Es un tipazo, es una leyenda viva. A mí me llamó muchísimo la atención que este hombre te cuenta anécdotas al lado de grandes figuras. Por ejemplo, a mí me contó una que era impactante; me dijo: ‘un día canté una canción de un compositor de Suiza que la había escrito y nunca había tenido éxito; cuando la grabé, se convirtió en número uno de las radios de Estados Unidos y recibí una carta de agradecimiento por haber sacado la canción de la oscuridad y convertirla en una estrella, un fuerte abrazo y firmado Charlie Chaplin’ (ríe). La anécdotas que te cuenta él pertenecen a otra liga, es otro nivel. Y luego hay que ver la humildad de ese hombre que, comparada con la pedantería que te encuentras muchas veces en la profesión en artistas prácticamente insignificantes, llama mucho la atención de que en cuanto más grandes son más humildes, más cercanos y con los pies en la tierra.

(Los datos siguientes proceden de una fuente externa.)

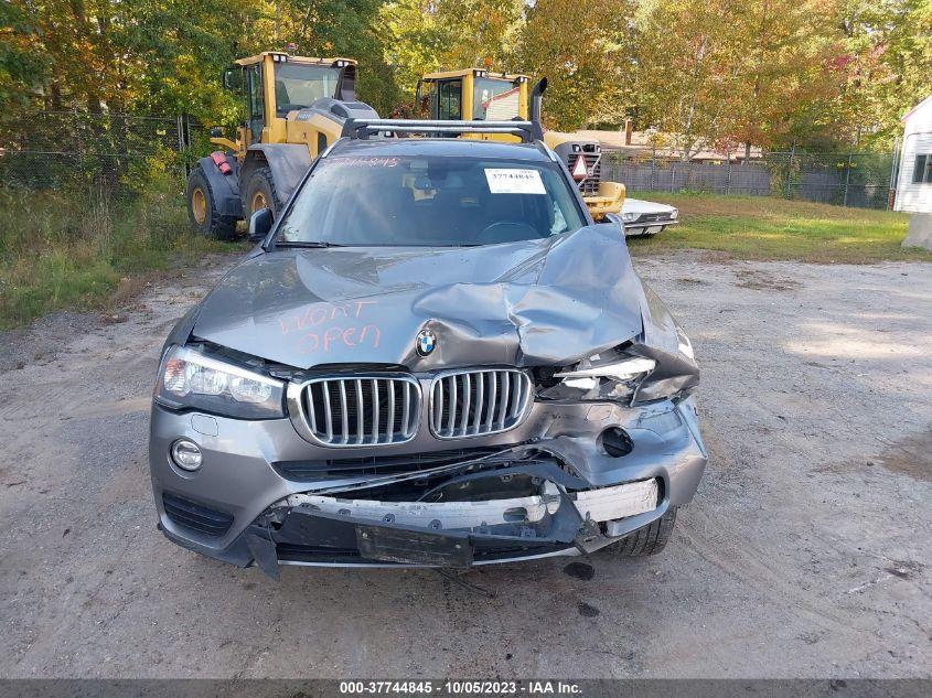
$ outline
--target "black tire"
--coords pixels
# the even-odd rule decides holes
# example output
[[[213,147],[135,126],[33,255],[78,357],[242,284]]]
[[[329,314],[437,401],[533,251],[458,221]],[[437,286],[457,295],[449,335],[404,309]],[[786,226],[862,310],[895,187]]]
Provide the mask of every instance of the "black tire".
[[[676,507],[672,506],[657,520],[643,528],[639,528],[630,536],[622,538],[603,550],[610,555],[623,558],[640,558],[656,555],[666,547],[673,527],[676,525]]]
[[[263,205],[263,203],[265,205]],[[245,196],[243,197],[243,211],[246,219],[259,208],[270,208],[272,218],[278,218],[281,211],[281,202],[275,190],[275,180],[271,176],[270,168],[256,168],[246,182]]]
[[[203,198],[200,198],[201,196]],[[216,196],[201,165],[191,170],[188,175],[184,198],[188,202],[188,219],[196,233],[218,240],[228,240],[236,236],[236,218],[222,216],[217,212]]]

¿Qué significa que alguien como él diga que usted sabe cómo comunicar una canción?
Hubo una conexión inmediata con él y nos llevamos muy bien. Su hijo me dijo que me recordaba con mucho cariño. La verdad es que es un tipazo el señor y es un mito.
Durante su última visita a Costa Rica, acompañó a los damnificados por las lluvias. ¿Cómo recuerda esa experiencia?
Llegué y estaba el país conmocionado con lo que había ocurrido y me pareció que lo mínimo que podía hacer era acercarme a saludar a la gente y les mandé su ayuda para que lo dispusieran como quisieran, pero, sobre todo, me parecía que debía hacerlo ya que estaba en el país y ya que había generado cierta expectación que estuviera ahí; me parecía importante aportar ese grano de arena, sobre todo para darle un poco más de visibilidad a la situación que estaba sucediendo.
Pudo compartir con algunos niños llevándoles un poco de alegría en medio del dolor.
Esa es una de las cosas más bonitas que tiene esta profesión y es el poder llevar alegría con la sola presencia o con una canción o un gesto. Eso es algo impagable. Creo que tengo que dar gracias a Dios todos los días por tener la oportunidad de hacer cosas así.
”Y ojalá Dios me dé fuerza para seguir haciéndolo muchos años y ya tengo muchos proyectos que quiero empezar como una fundación en España para crear empleo. Gracias a Dios hay muchas oportunidades para que los artistas apoyemos este tipo de causas.
Al escuchar No me compares es difícil imaginar que lo comparen con alguien más. ¿Usted cree que a la gente se le olvida que las estrellas de la música también sufren como los demás?
Sí, a veces se olvida, pero también a veces nosotros somos culpables de que se olvide por todo lo que creamos alrededor. Nosotros, en el fondo, lo que hacemos es crear fantasía y creamos personajes a los que no les pasa nada y estamos como en un mundo fantástico y todo mundo tiene problemas.
”No podría quejarme de mi situación porque sería un ingrato; yo soy un privilegiado de la vida y me ha tocado una profesión que me ha tratado inmejorablemente; por supuesto que sufrimos como todo mundo, pero no me atrevería jamás a hacer halago de mi sufrimiento”.
¿Cuál es, entonces, la historia detrás de No me compares?
Hay varias interpretaciones de la canción, pero, sobre todo, lo de comparar. Muchas veces la falta de información nos obliga a comparar para intentar recibir algo o a alguien. Hice el primer disco y como no tenían ningún disco mío anterior para comparar, pues el golpe ha sido una sorpresa y eso se pierde después porque ya empiezan a comparar con tus trabajos anteriores y eso vale igual para las relaciones y los sentimientos.
”Siempre se dice que la novedad es más llamativa, siempre que llega el chico nuevo al barrio provoca la revolución entre las chicas y, en cuanto ya tienen con quien compararle, pues ya se acaba la sorpresa y lo único que queda para poder sostenerse es seguir innovando y sorprendiendo, tanto en las relaciones humanas como en la música”.